Presservice der Liberalen / F.D.P. Bundestagsfraktion - 12.06.2012

BRÜDERLE zu aktuellen politischen Themen



BERLIN. Zu den aktuellen politischen Fragen des heutigen Tages erklärte der FDP-Fraktionsvorsitzende Rainer BRÜDERLE vor Medienvertretern:

Heute geht es in der Fraktionssitzung sicherlich um den Euro. Wir haben den Euro immer als ein politisches Projekt gesehen, nicht nur als ökonomische Determinante. Aber der Euro muss eben auch weiterhin einen soliden Weg nehmen. Es ist gut, dass Spanien sich entschlossen hat, Hilfe in Anspruch zu nehmen, um das Bankensystem zu rekapitalisieren. Die Banken sind immer der Schlüsselbereich, der Blutkreislauf einer Volkswirtschaft. Spanien hat in der Realwirtschaft eigentlich gute Fortschritte gemacht, aber eine Immobilienblase, die eng verbunden ist mit dem Banksektor, fordert jetzt ihren Tribut. Der Weg, die Banken zu stabilisieren und wieder handlungsfähig zu machen, ist richtig.

Bei Griechenland liegen die Probleme völlig anders. Die griechische Volkswirtschaft hat große Strukturprobleme. Jetzt sind die Blicke auf die Wahlen am 17. Juni in Griechenland gerichtet. Es bedarf einer handlungsfähigen Mehrheit, die die Vereinbarung mit den europäischen Partnern dann auch umsetzt.
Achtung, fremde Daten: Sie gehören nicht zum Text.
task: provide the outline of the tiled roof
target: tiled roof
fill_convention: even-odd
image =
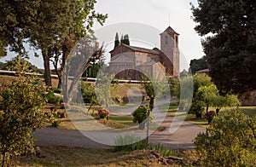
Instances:
[[[177,35],[179,35],[177,32],[176,32],[171,26],[168,26],[165,32],[163,33],[177,33]]]
[[[149,54],[155,54],[155,55],[160,55],[160,49],[145,49],[145,48],[141,48],[141,47],[137,47],[137,46],[130,46],[130,45],[127,45],[127,44],[124,44],[124,43],[121,43],[119,46],[118,47],[121,47],[121,46],[125,46],[134,51],[138,51],[138,52],[143,52],[143,53],[149,53]],[[117,49],[117,48],[116,48]],[[111,50],[111,52],[113,52],[114,49]]]

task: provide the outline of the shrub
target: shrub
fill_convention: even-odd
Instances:
[[[51,91],[48,92],[45,95],[45,98],[47,103],[55,104],[55,105],[60,104],[62,100],[61,97],[55,95],[55,94]]]
[[[166,148],[165,147],[163,147],[160,144],[150,144],[148,147],[149,150],[156,150],[160,152],[160,155],[162,157],[168,157],[168,156],[177,156],[177,157],[181,157],[180,153],[173,151],[173,150],[170,150],[168,148]]]
[[[196,101],[192,103],[189,113],[195,114],[195,118],[201,118],[204,110],[205,110],[204,102]]]
[[[146,140],[134,135],[119,135],[113,138],[115,151],[134,151],[146,148]]]
[[[99,116],[100,118],[107,118],[108,120],[109,118],[109,110],[107,110],[105,108],[100,108],[98,112],[96,113],[97,116]]]
[[[208,124],[210,124],[210,123],[212,121],[213,117],[216,116],[216,115],[217,115],[217,114],[216,114],[216,112],[211,110],[211,111],[206,112],[204,113],[204,118],[205,118],[206,119],[207,119]]]
[[[53,93],[61,94],[62,89],[61,89],[54,88],[54,89],[52,89],[52,91],[53,91]]]
[[[194,144],[204,166],[255,166],[256,118],[241,112],[215,118]]]
[[[133,116],[132,121],[134,123],[141,124],[148,117],[148,107],[145,106],[140,106],[131,115]]]

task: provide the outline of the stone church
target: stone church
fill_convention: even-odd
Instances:
[[[149,76],[179,77],[178,33],[168,26],[160,35],[160,49],[121,43],[109,53],[109,70],[119,79],[141,80]]]

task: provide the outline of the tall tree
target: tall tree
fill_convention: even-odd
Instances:
[[[26,54],[23,41],[29,37],[40,1],[1,0],[0,57],[6,55],[8,46],[20,55]]]
[[[78,41],[86,34],[93,33],[92,26],[95,20],[102,26],[108,18],[108,14],[102,14],[95,11],[96,0],[79,0],[75,3],[75,15],[73,18],[73,25],[69,28],[69,33],[64,41],[55,45],[52,49],[54,54],[51,61],[58,75],[58,88],[61,87],[61,77],[63,75],[66,60]],[[60,69],[58,68],[60,66]]]
[[[190,66],[192,74],[195,74],[195,72],[197,71],[208,68],[207,62],[207,57],[204,55],[203,57],[201,57],[200,59],[191,60],[189,66]]]
[[[115,37],[114,37],[114,47],[113,47],[113,49],[118,47],[119,44],[120,44],[120,42],[119,42],[119,34],[118,34],[118,32],[116,32]]]
[[[198,0],[192,5],[210,75],[224,93],[256,89],[256,1]]]
[[[18,77],[9,88],[0,90],[0,155],[2,166],[10,156],[33,150],[32,132],[47,120],[43,112],[44,99],[36,75],[30,72],[27,61],[18,59],[14,66]],[[1,164],[1,163],[0,163]]]
[[[0,56],[6,55],[8,45],[18,55],[26,55],[24,43],[28,42],[41,51],[45,83],[50,86],[49,60],[55,62],[56,68],[61,60],[63,68],[74,43],[93,32],[95,20],[103,24],[108,17],[95,11],[96,3],[96,0],[1,1]]]
[[[129,40],[129,36],[128,36],[128,34],[125,34],[125,35],[124,36],[123,43],[124,43],[124,44],[130,45],[130,40]]]

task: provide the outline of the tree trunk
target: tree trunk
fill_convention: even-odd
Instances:
[[[4,164],[5,164],[5,152],[3,153],[3,160],[2,160],[2,167],[4,167]]]
[[[44,59],[44,80],[45,84],[48,87],[51,87],[51,77],[50,77],[50,69],[49,69],[49,58],[47,55],[47,52],[42,51],[43,59]]]
[[[209,109],[209,105],[207,104],[207,112],[208,112],[208,109]]]

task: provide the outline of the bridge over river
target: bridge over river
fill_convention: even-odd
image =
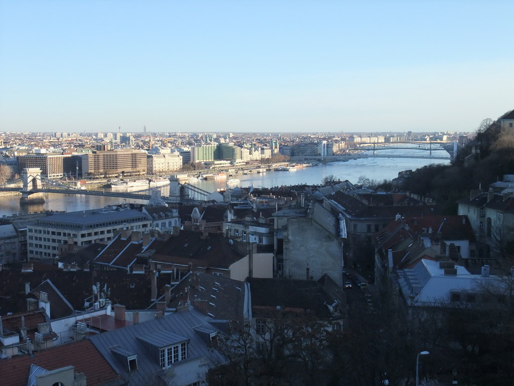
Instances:
[[[152,197],[151,195],[146,192],[149,190],[149,187],[131,192],[106,191],[104,189],[88,190],[80,185],[75,187],[59,181],[49,180],[41,176],[41,169],[37,168],[24,169],[22,172],[21,179],[12,181],[8,185],[0,186],[0,191],[21,192],[21,204],[39,204],[44,202],[44,193],[103,196],[135,200],[150,200]],[[211,194],[210,192],[188,183],[188,180],[187,174],[170,176],[169,184],[159,187],[162,188],[169,186],[170,196],[162,196],[161,198],[165,202],[183,202],[206,200]]]

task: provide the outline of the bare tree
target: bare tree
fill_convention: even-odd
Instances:
[[[489,129],[493,122],[494,121],[490,118],[486,118],[485,119],[482,119],[482,122],[480,122],[479,127],[476,128],[476,132],[479,133],[485,132],[486,130]]]
[[[328,174],[323,178],[321,180],[321,184],[323,185],[327,185],[333,184],[334,182],[337,181],[337,179],[336,178],[336,176],[334,174]]]

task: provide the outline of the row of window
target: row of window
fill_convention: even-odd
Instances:
[[[183,342],[180,344],[161,348],[159,353],[160,366],[166,369],[172,363],[185,359],[187,357],[187,347],[186,343]]]
[[[3,251],[4,250],[6,251],[9,251],[11,249],[11,248],[12,248],[13,249],[16,249],[15,242],[7,243],[6,244],[4,244],[3,245],[0,245],[0,251]]]
[[[32,228],[29,228],[27,230],[27,231],[29,233],[39,233],[40,234],[43,234],[43,235],[51,235],[51,236],[67,236],[68,237],[76,237],[76,233],[70,233],[69,232],[60,232],[57,231],[47,231],[46,229],[32,229]],[[32,240],[31,238],[32,236],[29,236],[29,240]],[[35,236],[34,236],[35,237]],[[41,238],[40,238],[41,239]],[[34,239],[36,240],[37,239]]]

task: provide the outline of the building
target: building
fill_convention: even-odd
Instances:
[[[94,242],[107,243],[122,230],[150,229],[151,219],[139,210],[107,208],[59,213],[27,225],[29,259],[55,258]]]
[[[182,156],[178,154],[153,154],[146,156],[146,172],[167,174],[182,168]]]
[[[39,168],[41,175],[49,179],[62,178],[65,176],[73,178],[82,177],[81,156],[72,154],[45,153],[18,157],[20,170],[25,168]]]
[[[125,381],[89,340],[0,361],[3,386],[122,386]]]
[[[500,126],[502,130],[505,131],[512,130],[514,126],[514,110],[512,110],[502,116],[500,119]]]
[[[146,154],[140,150],[94,151],[82,155],[82,170],[89,175],[107,177],[146,173]]]
[[[90,338],[127,386],[199,385],[224,363],[216,350],[221,331],[187,306],[180,312]]]
[[[328,273],[342,286],[344,220],[317,203],[308,211],[284,209],[273,216],[276,277],[317,280]]]
[[[477,249],[476,257],[503,257],[514,234],[514,196],[512,192],[471,190],[469,199],[463,199],[457,202],[458,214],[469,218],[476,239],[481,243]]]
[[[0,266],[20,260],[20,242],[12,224],[0,225]],[[25,256],[22,257],[22,259]]]

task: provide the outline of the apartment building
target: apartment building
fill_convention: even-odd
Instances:
[[[97,150],[82,157],[82,169],[89,174],[140,176],[146,173],[146,154],[132,149]]]
[[[149,174],[166,174],[182,167],[182,156],[178,154],[159,154],[146,157],[146,172]]]
[[[27,225],[28,258],[55,258],[63,251],[78,251],[94,242],[107,243],[122,230],[150,230],[151,223],[146,214],[118,208],[47,216]]]
[[[41,175],[49,179],[62,178],[65,176],[82,176],[81,156],[74,154],[39,153],[18,157],[20,170],[39,168]]]

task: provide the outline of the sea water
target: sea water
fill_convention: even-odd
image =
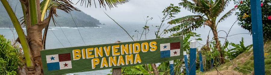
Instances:
[[[85,46],[85,44],[86,45],[90,45],[113,43],[118,40],[122,42],[132,41],[126,32],[118,26],[116,24],[112,25],[98,25],[100,27],[78,28],[67,27],[61,28],[50,27],[47,34],[45,48],[50,49]],[[150,27],[150,31],[147,32],[148,32],[146,36],[143,34],[141,36],[141,34],[143,30],[142,27],[144,26],[144,24],[142,25],[124,25],[122,26],[131,36],[133,36],[133,39],[135,40],[139,40],[140,39],[141,40],[155,39],[154,32],[157,31],[157,29],[151,26],[148,26]],[[169,28],[173,26],[174,25],[171,25]],[[162,27],[162,29],[165,28],[167,26],[163,26]],[[224,30],[227,33],[231,26],[219,26],[218,27],[217,31]],[[25,31],[26,31],[25,28],[23,29]],[[204,44],[206,43],[210,29],[209,27],[202,27],[201,28],[197,29],[196,30],[194,30],[193,32],[196,32],[198,34],[201,34],[201,37],[191,37],[189,40],[195,40],[195,38],[201,38],[202,39],[202,40],[198,41],[197,45],[198,47],[202,46],[203,45],[201,44]],[[163,30],[163,29],[161,30],[160,32]],[[136,30],[139,32],[135,32]],[[12,31],[13,31],[13,33]],[[145,32],[143,33],[145,34]],[[240,26],[236,25],[234,26],[231,29],[229,35],[239,33],[248,33],[248,31],[242,28]],[[13,34],[14,34],[14,35]],[[11,40],[14,40],[14,38],[15,39],[17,39],[18,36],[16,34],[15,29],[13,28],[0,28],[0,34],[3,35],[5,36],[5,38]],[[226,37],[226,35],[225,32],[220,32],[218,34],[219,36],[221,37]],[[164,34],[162,37],[168,37],[170,34]],[[213,36],[211,31],[209,36],[209,40],[211,40]],[[249,34],[241,34],[231,36],[228,37],[227,39],[230,43],[239,44],[241,37],[243,37],[244,38],[245,46],[252,44],[252,36]],[[220,40],[222,42],[222,43],[224,43],[225,41],[225,39],[223,39],[220,38]],[[111,70],[110,69],[106,69],[71,73],[67,74],[67,75],[106,75],[112,73],[110,72]]]

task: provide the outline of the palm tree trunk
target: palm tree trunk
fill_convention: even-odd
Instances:
[[[218,50],[218,51],[219,51],[219,52],[220,53],[220,61],[219,63],[223,64],[225,62],[224,59],[223,58],[224,57],[224,56],[220,49],[220,44],[219,43],[219,40],[218,40],[218,36],[217,35],[217,32],[216,31],[216,28],[214,28],[214,27],[211,28],[211,29],[212,31],[213,32],[213,34],[214,39],[216,41],[216,47],[217,50]]]

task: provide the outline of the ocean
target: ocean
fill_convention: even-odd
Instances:
[[[122,26],[131,36],[133,36],[135,40],[138,40],[141,35],[140,34],[143,29],[142,27],[145,25],[142,25],[144,24],[124,25]],[[47,33],[45,48],[50,49],[85,46],[85,44],[86,45],[111,44],[118,40],[122,42],[132,41],[127,33],[116,24],[99,25],[98,26],[100,27],[85,27],[78,28],[67,27],[61,28],[50,27]],[[169,28],[173,26],[174,25],[171,25]],[[141,40],[155,39],[154,32],[156,31],[157,29],[151,26],[148,26],[150,27],[150,31],[147,32],[148,34],[145,36],[145,35],[142,35]],[[163,26],[162,27],[162,29],[165,28],[167,26]],[[218,31],[223,30],[227,33],[231,26],[231,25],[219,26]],[[210,29],[209,27],[207,26],[205,27],[203,26],[201,28],[197,29],[196,30],[193,31],[197,34],[201,34],[200,37],[192,37],[189,39],[190,40],[195,40],[195,38],[202,38],[202,40],[198,41],[197,43],[197,46],[198,47],[202,46],[202,44],[206,43],[207,37]],[[26,30],[25,28],[23,29],[25,31]],[[139,32],[135,32],[136,30]],[[237,25],[235,25],[231,29],[229,35],[239,33],[248,33],[248,30],[245,30]],[[145,34],[145,33],[144,32],[143,34]],[[13,28],[0,28],[0,34],[3,35],[5,38],[10,40],[14,40],[14,38],[17,38],[18,36],[16,34],[15,29]],[[220,37],[226,36],[226,34],[222,32],[220,32],[218,34]],[[164,34],[162,37],[167,37],[170,35],[170,34]],[[209,36],[210,37],[209,39],[211,39],[213,36],[211,31]],[[230,42],[238,44],[241,37],[244,38],[245,46],[252,44],[252,36],[250,34],[241,34],[233,35],[229,37],[227,40]],[[225,41],[223,39],[220,39],[220,40],[222,42],[222,43]],[[111,70],[106,69],[71,73],[67,75],[106,75],[112,73],[110,73]]]

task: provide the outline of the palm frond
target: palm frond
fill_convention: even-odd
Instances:
[[[91,0],[79,0],[77,4],[79,2],[81,1],[80,2],[80,5],[83,6],[85,4],[85,7],[86,5],[89,4],[90,5],[91,5]],[[95,7],[96,7],[96,3],[95,3],[95,0],[93,0],[94,4],[95,5]],[[109,7],[109,8],[113,8],[115,7],[117,7],[117,5],[118,4],[123,4],[128,2],[130,0],[98,0],[100,4],[100,8],[101,7],[101,5],[104,8],[106,8],[106,5]],[[86,3],[87,3],[87,4]]]
[[[179,6],[182,6],[184,8],[188,11],[192,12],[194,14],[197,14],[201,15],[204,13],[204,11],[201,8],[196,6],[194,3],[186,0],[182,0],[183,2],[179,3]]]
[[[47,10],[52,7],[54,6],[56,8],[62,10],[66,12],[69,13],[73,10],[76,11],[80,11],[75,7],[73,6],[71,4],[73,4],[70,1],[66,0],[50,0],[48,5],[46,8]],[[43,0],[40,4],[40,5],[41,12],[43,11],[46,2],[47,0]]]
[[[236,8],[234,8],[232,9],[228,12],[225,14],[224,14],[224,15],[223,16],[221,17],[221,18],[220,18],[219,20],[218,20],[218,22],[222,22],[223,21],[225,20],[226,20],[226,19],[227,18],[228,18],[228,17],[229,16],[232,15],[232,14],[233,13],[233,12],[234,11],[235,11],[235,10],[236,10],[236,9],[237,9]]]
[[[229,1],[230,0],[217,0],[214,3],[215,4],[212,8],[211,16],[212,17],[218,16],[220,14],[224,11],[228,6]]]
[[[199,4],[200,4],[200,5],[201,7],[203,7],[204,10],[207,10],[210,8],[210,7],[209,7],[209,5],[206,3],[207,2],[206,2],[204,0],[200,0],[199,2]]]
[[[170,24],[176,24],[183,23],[188,22],[191,20],[194,20],[196,19],[202,17],[199,15],[189,15],[180,18],[172,20],[168,22],[168,23]]]
[[[166,30],[167,32],[178,32],[181,29],[185,29],[185,32],[188,32],[200,27],[202,25],[203,22],[200,21],[201,18],[198,18],[196,19],[190,20],[189,21],[173,27],[171,28]],[[185,30],[186,29],[186,30]],[[182,30],[183,31],[183,30]]]
[[[177,32],[176,34],[174,34],[174,36],[177,36],[181,35],[183,35],[187,33],[190,32],[190,31],[189,31],[189,29],[188,28],[183,29],[182,31]]]
[[[214,3],[215,4],[212,7],[212,9],[211,10],[211,17],[217,17],[218,14],[220,14],[219,13],[221,12],[222,9],[222,7],[221,7],[221,4],[223,4],[223,2],[222,1],[223,0],[217,0]]]

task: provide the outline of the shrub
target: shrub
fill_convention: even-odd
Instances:
[[[0,74],[16,75],[18,66],[23,64],[19,45],[14,46],[11,42],[0,35]]]
[[[235,13],[237,19],[239,21],[238,24],[244,28],[251,32],[251,16],[250,12],[250,2],[249,0],[234,0],[234,4],[239,11]],[[271,0],[261,0],[262,3],[261,7],[262,10],[262,21],[263,32],[264,41],[271,40]],[[233,6],[232,6],[233,7]]]

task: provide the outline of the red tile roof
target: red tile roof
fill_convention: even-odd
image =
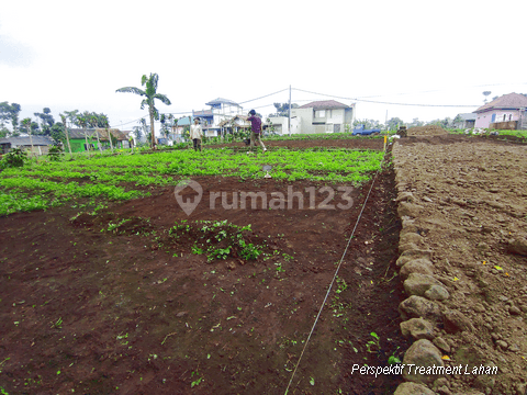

Wir streben in Deutschland an, die Entscheidung zum Fiskalpakt und zum ESM möglichst bald über die parlamentarischen Hürden zu bringen. Deshalb möglichst bald, weil es ein starkes Signal ist für die Kapital- und Finanzmärkte. Und angesichts der Bankenkrise in Spanien ist es notwendiger denn je. Die Wirtschaft kommt nur in Gang, wenn wir Vertrauen herstellen können. Vertrauen in Kapitalmärkte, die die staatlichen Aufgaben erfüllen, damit sie sich finanzieren können. Vertrauen aber auch für private Investitionen. 90 Prozent der Investitionen sind private Investitionen. Wenn man kein Vertrauen in die wirtschaftliche Entwicklung in den Ländern hat, finden die Investitionen nicht statt. Wenn diese nicht stattfinden, gibt es auch keine neuen Arbeitsplätze, werden Arbeitsplätze nicht erhalten. Deshalb ist eine Handlungsfähigkeit in Deutschland, dem stärksten Land Europas, entscheidend. Wir haben quasi den Fiskalpakt erfunden und so die deutsche Schuldenbremse auf die europäische Ebene übertragen. Deshalb sollte man der gemeinsamen europäischen Verantwortung der deutschen Parteien gerecht werden und bald zu Ergebnissen kommen. Die Gespräche werden morgen unter Leitung der Bundeskanzlerin fortgesetzt. Und es werden die notwendigen Entscheidungen vor der Sommerpause im Bundestag und Bundesrat zu treffen sein.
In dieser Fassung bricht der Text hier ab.